- Katima Mulilo Urban constituency (red) in the Zambezi Region
- Region: Zambezi Region
- Population: 46401
- Major settlements: Katima Mulilo
- Area: 44.94 km²

Current constituency
- Created: 1998
- Created from: Katima Mulilo Constituency

= Katima Mulilo Urban =

Electoral constituency in Namibia's Zambezi Region

Katima Mulilo Urban is a constituency in Namibia's Zambezi Region. It comprises most of the townlands of the region's capital, Katima Mulilo. The constituency has a population of 46,401 people, covers an area of 44.94 km², and has a population density of 1,033/km².

Katima Mulilo Urban Constituency was established in 1998 following the recommendation of the Second Delimitation Commission of Namibia. The former Katima Mulilo Constituency was divided into Katima Mulilo Rural and Katima Mulilo Urban Constituencies in preparation for the 1998 general election.

==Politics==

Katima Mulilo is traditionally a stronghold of the South West Africa People's Organization (SWAPO) party. In the 2004 regional election, SWAPO candidate Bernard Sibalatani received 3,751 of the 4,847 votes cast.

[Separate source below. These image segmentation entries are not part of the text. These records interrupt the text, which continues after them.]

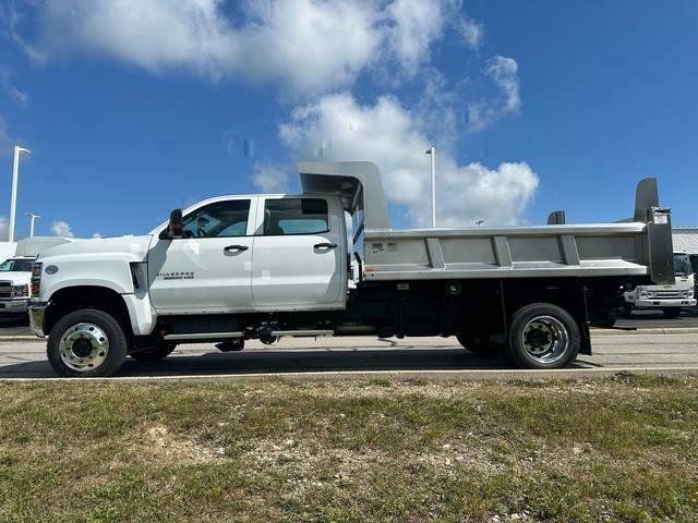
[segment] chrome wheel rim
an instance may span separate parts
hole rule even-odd
[[[75,324],[63,332],[58,351],[63,364],[79,373],[94,370],[109,354],[109,339],[94,324]]]
[[[524,326],[521,348],[538,363],[555,363],[567,353],[569,333],[559,319],[538,316]]]

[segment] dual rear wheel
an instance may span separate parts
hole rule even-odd
[[[532,303],[510,318],[507,340],[497,346],[489,338],[468,333],[458,341],[476,354],[504,352],[521,368],[561,368],[577,357],[581,335],[575,318],[552,303]]]

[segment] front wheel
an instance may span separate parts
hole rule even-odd
[[[662,313],[664,313],[664,316],[666,316],[667,318],[677,318],[678,316],[681,316],[681,307],[662,308]]]
[[[522,368],[559,368],[579,352],[581,335],[575,318],[552,303],[532,303],[513,316],[508,350]]]
[[[59,376],[113,376],[127,358],[123,329],[113,316],[83,308],[59,319],[48,338],[48,361]]]

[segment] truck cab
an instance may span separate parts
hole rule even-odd
[[[634,309],[659,309],[669,318],[676,318],[683,308],[695,307],[695,269],[684,252],[674,253],[675,282],[664,285],[638,285],[625,293],[625,315]]]
[[[225,196],[151,232],[147,287],[158,314],[340,309],[347,233],[337,198]]]

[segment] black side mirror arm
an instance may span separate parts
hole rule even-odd
[[[183,238],[184,232],[182,229],[182,209],[174,209],[170,212],[170,222],[167,228],[160,232],[160,240],[179,240]]]

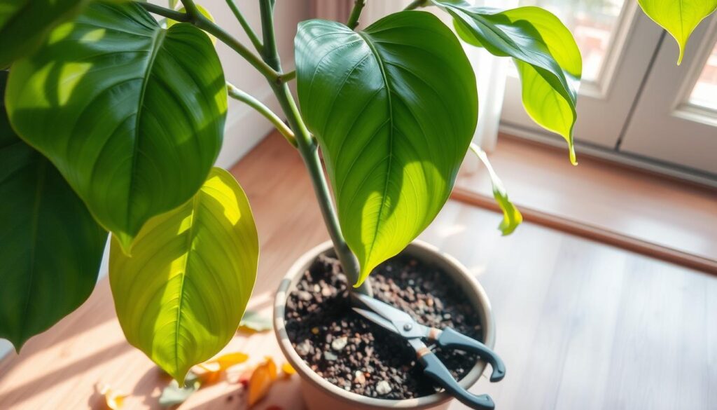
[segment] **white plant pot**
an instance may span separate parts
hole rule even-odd
[[[324,242],[299,258],[282,280],[274,300],[274,332],[287,360],[296,369],[297,374],[301,378],[301,391],[308,409],[309,410],[447,409],[452,398],[445,393],[407,400],[387,400],[366,397],[346,391],[316,374],[294,350],[287,335],[284,320],[287,298],[316,258],[328,251],[333,253],[333,245],[331,241]],[[483,288],[470,272],[452,256],[440,252],[435,246],[419,241],[409,245],[403,253],[438,267],[451,279],[459,284],[470,298],[470,303],[476,312],[480,315],[483,343],[493,348],[495,343],[495,325],[490,309],[490,302]],[[485,361],[478,361],[460,381],[460,385],[468,388],[475,383],[485,369]]]

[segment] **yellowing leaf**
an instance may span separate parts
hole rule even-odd
[[[638,0],[645,14],[663,27],[680,47],[682,62],[690,34],[703,19],[717,9],[717,0]]]
[[[503,236],[510,235],[523,222],[523,215],[521,214],[521,211],[518,210],[516,205],[513,205],[511,200],[508,198],[508,192],[505,192],[505,188],[503,186],[503,182],[500,181],[500,178],[498,177],[495,171],[493,169],[493,166],[490,165],[490,162],[488,161],[488,157],[485,154],[485,152],[475,144],[470,144],[470,149],[483,162],[483,165],[485,166],[490,176],[490,182],[493,184],[493,197],[495,198],[495,202],[498,202],[498,205],[503,211],[503,220],[500,222],[498,229],[500,230]]]
[[[202,384],[212,384],[219,381],[227,369],[242,363],[248,358],[249,356],[239,352],[227,353],[197,365],[198,369],[195,373]]]
[[[249,379],[247,404],[250,407],[266,396],[276,377],[276,364],[271,358],[266,358],[266,361],[254,369]]]
[[[249,301],[259,243],[249,201],[214,168],[194,198],[150,220],[131,256],[113,238],[110,285],[125,336],[184,383],[227,345]]]
[[[292,367],[288,362],[281,365],[281,371],[284,373],[284,378],[289,378],[291,375],[296,374],[296,369]]]
[[[96,388],[100,394],[105,396],[105,404],[107,405],[107,408],[111,410],[119,410],[121,409],[124,404],[125,398],[128,396],[128,394],[123,394],[113,389],[107,384],[100,384]]]

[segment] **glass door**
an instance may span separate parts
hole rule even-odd
[[[717,179],[717,16],[688,43],[662,42],[619,150]]]
[[[661,29],[640,11],[635,0],[521,0],[520,5],[548,9],[572,32],[583,57],[575,139],[614,150]],[[535,125],[526,113],[515,70],[507,80],[500,120],[511,134],[561,140]]]

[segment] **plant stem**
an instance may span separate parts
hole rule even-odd
[[[234,0],[227,0],[227,4],[229,8],[232,9],[232,12],[234,13],[234,17],[237,17],[237,20],[239,21],[239,24],[242,25],[242,28],[244,29],[244,32],[247,33],[247,36],[249,37],[250,41],[254,45],[254,48],[257,50],[257,52],[261,53],[262,50],[264,50],[264,46],[262,45],[262,42],[257,37],[257,33],[254,32],[252,29],[252,26],[249,24],[249,22],[244,18],[244,14],[237,6],[237,4],[234,3]]]
[[[178,22],[189,22],[194,24],[197,27],[214,36],[219,39],[219,41],[226,44],[237,52],[237,54],[244,57],[244,60],[249,62],[249,63],[254,66],[255,68],[258,70],[259,72],[266,77],[270,82],[278,81],[279,73],[262,61],[262,59],[255,55],[254,53],[250,51],[250,50],[244,47],[244,45],[240,43],[239,40],[232,37],[231,34],[225,32],[222,27],[210,22],[206,17],[204,17],[201,13],[196,12],[196,14],[192,14],[190,12],[190,9],[187,6],[187,4],[194,4],[191,0],[186,0],[186,2],[182,3],[184,4],[184,7],[187,10],[186,13],[175,11],[174,10],[156,6],[151,3],[137,1],[137,4],[144,7],[144,9],[148,11],[154,13],[155,14],[163,16]],[[196,6],[194,5],[194,9],[196,9]]]
[[[282,83],[287,83],[291,81],[294,78],[296,78],[296,70],[290,71],[288,73],[285,73],[279,76],[279,81]]]
[[[338,218],[333,208],[331,195],[329,192],[326,178],[323,174],[323,168],[321,167],[321,160],[318,157],[318,146],[311,137],[308,129],[306,129],[303,120],[301,119],[301,115],[299,113],[298,108],[289,90],[289,86],[285,83],[272,84],[272,87],[287,115],[287,119],[291,125],[291,128],[296,133],[299,152],[301,154],[301,158],[309,172],[314,194],[316,195],[319,208],[321,210],[321,215],[323,217],[323,221],[328,230],[331,241],[333,242],[333,248],[341,264],[341,267],[343,269],[343,273],[346,275],[350,284],[355,284],[358,281],[358,261],[356,261],[353,253],[348,248],[348,245],[346,244],[343,235],[341,233]],[[373,293],[371,289],[371,281],[369,279],[364,281],[360,287],[350,289],[369,296],[371,296]]]
[[[280,70],[279,51],[277,50],[274,37],[273,1],[272,0],[261,0],[260,4],[262,13],[262,32],[264,34],[264,58],[267,62],[272,65],[275,70]],[[279,103],[281,105],[284,113],[286,114],[286,118],[291,129],[294,131],[299,153],[304,161],[306,169],[309,172],[314,194],[316,195],[319,209],[321,210],[321,216],[323,217],[326,229],[328,230],[328,236],[333,243],[333,248],[336,252],[336,256],[338,257],[339,262],[341,264],[341,267],[343,269],[343,273],[346,275],[349,282],[358,283],[358,261],[351,253],[348,245],[343,238],[343,234],[341,233],[338,218],[336,216],[336,212],[331,201],[331,194],[328,190],[328,184],[326,182],[323,167],[321,166],[321,160],[318,157],[318,146],[301,118],[299,108],[296,106],[296,102],[291,95],[291,90],[289,90],[289,85],[285,82],[282,81],[270,81],[269,84],[274,90],[276,98],[279,100]],[[373,294],[371,289],[371,281],[368,279],[364,281],[361,286],[351,289],[369,296]]]
[[[272,111],[269,107],[265,106],[259,100],[234,87],[233,84],[228,82],[227,83],[227,91],[229,93],[229,95],[232,98],[236,98],[237,100],[246,103],[247,106],[259,111],[259,113],[264,116],[265,118],[274,124],[274,126],[279,130],[279,132],[284,136],[284,138],[289,141],[289,144],[294,146],[294,148],[298,146],[296,144],[296,139],[294,137],[294,133],[289,129],[289,127],[284,124],[284,121],[281,121],[279,116],[274,113],[274,111]]]
[[[366,0],[353,0],[353,9],[346,22],[346,26],[349,29],[353,30],[358,25],[358,17],[361,17],[361,11],[364,9],[364,6],[366,6]]]
[[[264,37],[264,52],[262,57],[270,67],[281,71],[281,61],[276,48],[276,35],[274,32],[274,2],[261,0],[259,8],[262,16],[262,35]]]
[[[428,6],[428,0],[414,0],[404,10],[414,10],[418,9],[419,7],[425,7]]]

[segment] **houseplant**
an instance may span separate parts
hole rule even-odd
[[[436,6],[464,41],[513,57],[526,110],[566,139],[575,162],[579,53],[541,9],[419,0],[356,32],[359,0],[346,25],[300,24],[293,73],[281,70],[275,2],[260,1],[261,39],[227,3],[256,52],[193,0],[179,11],[135,1],[0,3],[0,67],[9,67],[0,116],[0,336],[17,349],[89,296],[108,232],[110,285],[131,344],[181,383],[229,341],[253,285],[258,241],[241,187],[212,168],[227,95],[297,147],[343,271],[356,292],[369,293],[369,273],[447,200],[476,121],[475,77],[457,37],[416,9]],[[717,6],[681,1],[690,12],[675,13],[666,3],[640,1],[680,46]],[[226,83],[212,39],[266,77],[288,126]],[[300,111],[288,85],[295,76]],[[494,183],[507,233],[520,214]]]

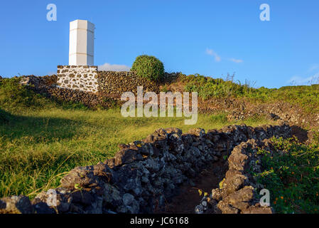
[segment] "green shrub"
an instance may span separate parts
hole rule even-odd
[[[294,138],[272,140],[273,153],[258,151],[264,155],[264,172],[253,173],[270,191],[271,207],[276,213],[318,213],[318,145],[307,146]]]
[[[137,56],[131,71],[136,72],[139,76],[151,81],[161,81],[164,78],[164,66],[154,56]]]

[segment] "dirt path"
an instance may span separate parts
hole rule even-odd
[[[217,187],[225,177],[228,165],[222,157],[212,167],[204,170],[194,180],[194,186],[184,184],[180,187],[180,193],[168,203],[165,211],[156,211],[155,213],[163,214],[194,214],[195,207],[198,205],[202,197],[198,190],[210,195],[212,189]]]

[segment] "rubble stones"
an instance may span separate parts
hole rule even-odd
[[[265,144],[260,138],[288,137],[290,133],[285,124],[256,128],[234,125],[207,133],[198,128],[188,133],[161,128],[144,140],[121,145],[114,157],[103,163],[70,170],[55,190],[56,207],[46,204],[48,194],[43,192],[32,202],[23,196],[1,199],[0,212],[152,213],[164,208],[182,183],[192,182],[215,162],[216,151],[220,150],[233,151],[223,187],[213,190],[210,202],[205,197],[196,213],[204,213],[210,205],[218,213],[269,212],[255,203],[253,180],[246,167],[255,159],[252,150]],[[254,139],[245,142],[247,138]]]

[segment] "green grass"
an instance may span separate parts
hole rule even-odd
[[[269,123],[263,118],[244,123]],[[141,140],[160,128],[187,131],[232,123],[222,114],[200,115],[196,125],[185,125],[183,118],[125,118],[119,109],[27,110],[0,125],[0,197],[34,197],[40,190],[57,187],[63,172],[103,162],[114,155],[119,144]]]
[[[284,86],[279,89],[261,87],[254,88],[253,82],[242,84],[234,82],[234,76],[226,80],[205,77],[199,74],[183,76],[185,90],[198,92],[203,100],[211,98],[233,97],[247,99],[250,102],[276,103],[285,101],[298,105],[309,113],[319,113],[319,85]]]
[[[273,139],[274,154],[264,155],[257,181],[270,191],[276,213],[319,212],[319,140],[306,146],[294,138]]]

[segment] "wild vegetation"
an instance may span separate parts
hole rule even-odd
[[[154,56],[139,56],[133,63],[131,71],[136,71],[139,76],[151,81],[161,81],[164,78],[164,65]]]
[[[273,153],[260,150],[265,170],[254,174],[271,192],[277,213],[319,212],[319,134],[305,145],[296,138],[273,138]]]
[[[182,76],[180,80],[186,91],[197,91],[203,99],[286,100],[307,112],[319,113],[319,85],[257,89],[252,83],[235,83],[230,76],[223,80]],[[177,127],[185,132],[234,123],[274,123],[264,116],[229,122],[224,113],[199,115],[195,125],[185,125],[183,118],[124,118],[119,107],[90,110],[81,103],[49,100],[18,81],[0,80],[0,197],[20,194],[32,197],[57,187],[61,177],[75,167],[104,161],[114,155],[119,144],[140,140],[157,128]],[[274,139],[276,146],[273,155],[259,152],[264,153],[266,170],[256,175],[271,191],[271,206],[276,212],[318,211],[318,141],[319,136],[311,145],[294,139]]]
[[[280,88],[254,88],[254,83],[234,81],[234,75],[226,79],[212,78],[199,74],[184,76],[181,81],[188,92],[198,92],[204,100],[233,97],[251,102],[285,101],[300,105],[310,113],[319,113],[319,83],[311,86],[285,86]]]

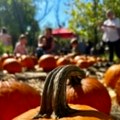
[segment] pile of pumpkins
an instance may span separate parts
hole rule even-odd
[[[35,56],[3,54],[0,57],[0,70],[6,70],[12,74],[22,72],[23,68],[32,70],[37,64],[37,61]]]
[[[75,57],[65,55],[42,55],[39,59],[30,55],[8,55],[3,54],[0,57],[0,70],[6,70],[8,73],[22,72],[23,68],[33,70],[36,65],[42,68],[45,72],[67,64],[74,64],[80,68],[88,68],[98,61],[103,61],[100,57],[77,55]]]
[[[101,83],[96,77],[86,76],[86,74],[82,70],[83,68],[88,68],[97,62],[105,61],[104,59],[99,57],[71,57],[46,54],[41,56],[39,59],[33,58],[33,63],[30,62],[30,59],[32,58],[31,56],[6,56],[4,59],[3,58],[1,57],[1,69],[8,70],[9,68],[10,73],[15,73],[15,70],[17,70],[17,72],[21,72],[22,66],[26,67],[27,65],[29,66],[28,69],[33,69],[34,66],[38,64],[39,67],[42,67],[44,71],[48,72],[48,75],[46,77],[46,81],[48,82],[45,82],[46,85],[44,85],[43,95],[41,96],[37,90],[29,85],[26,85],[23,82],[21,83],[16,80],[0,81],[1,120],[31,120],[33,117],[35,117],[36,114],[39,113],[39,109],[43,108],[43,100],[49,97],[49,95],[56,93],[52,93],[54,91],[53,90],[48,95],[48,91],[52,88],[59,88],[59,86],[56,85],[52,87],[52,83],[60,84],[59,81],[64,79],[66,80],[66,84],[64,83],[63,85],[66,86],[66,94],[64,94],[64,96],[66,96],[66,102],[63,101],[65,99],[61,101],[69,103],[69,106],[74,109],[81,110],[81,113],[71,113],[75,118],[73,118],[73,116],[71,115],[67,115],[67,117],[66,115],[63,115],[63,117],[60,118],[61,120],[112,120],[112,118],[110,118],[112,101],[107,87],[115,90],[117,95],[117,102],[118,104],[120,104],[119,64],[111,65],[106,70],[103,76],[103,82]],[[22,58],[29,58],[28,62],[26,62],[26,64],[22,64]],[[5,63],[10,63],[11,66],[5,66]],[[82,77],[78,77],[78,73],[74,73],[73,71],[81,72],[80,74]],[[72,72],[75,75],[69,76],[69,74],[73,74]],[[68,80],[68,76],[71,80]],[[56,81],[55,78],[58,79],[58,81]],[[55,82],[51,82],[52,80]],[[51,89],[45,88],[47,85]],[[63,93],[65,92],[60,90],[60,93],[58,95],[62,96]],[[48,101],[48,106],[51,104],[51,102],[58,102],[54,100],[54,97],[49,97],[49,99],[53,99],[53,101],[49,102],[49,99],[45,100],[45,102]],[[55,105],[57,105],[57,103],[55,103]],[[45,105],[45,108],[47,109],[47,105]],[[49,107],[47,110],[43,109],[43,111],[48,112],[48,114],[49,110],[51,110]],[[50,116],[46,117],[49,118]],[[45,119],[47,120],[47,118]]]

Councillor Sibalatani (SWAPO) was re-elected in 2015 with 2,267 votes. His closest competitor, Robert Tariso Matongela of the Rally for Democracy and Progress (RDP), received 278 votes. Independent candidate Linus Lifasi Muchila came third with 239 votes, while Fred Waluka Mola of the Democratic Turnhalle Alliance (DTA) finished last with 154 votes.

In the 2020 regional election there were 13,860 registered voters. John Muchila Mukaya (SWAPO) was elected as Katima Mulilo Urban Constituency councillor with 1,831 votes. Mweti Marklee Matengu (PDM) came second with 557 votes, followed by independent candidate Poniso Shrunk Kubwima, who received 369 votes.

===National elections===
In the 2004 presidential election, Katima Mulilo Urban voted overwhelmingly for Hifikepunye Pohamba (SWAPO). With approximately 72% of the vote, Pohamba earned about the same percentage as he did nationally. However, the constituency voted strongly for Ben Ulenga of the Congress of Democrats (CoD), who received 1299 (17%) votes, which was more than 10% higher than his national vote total.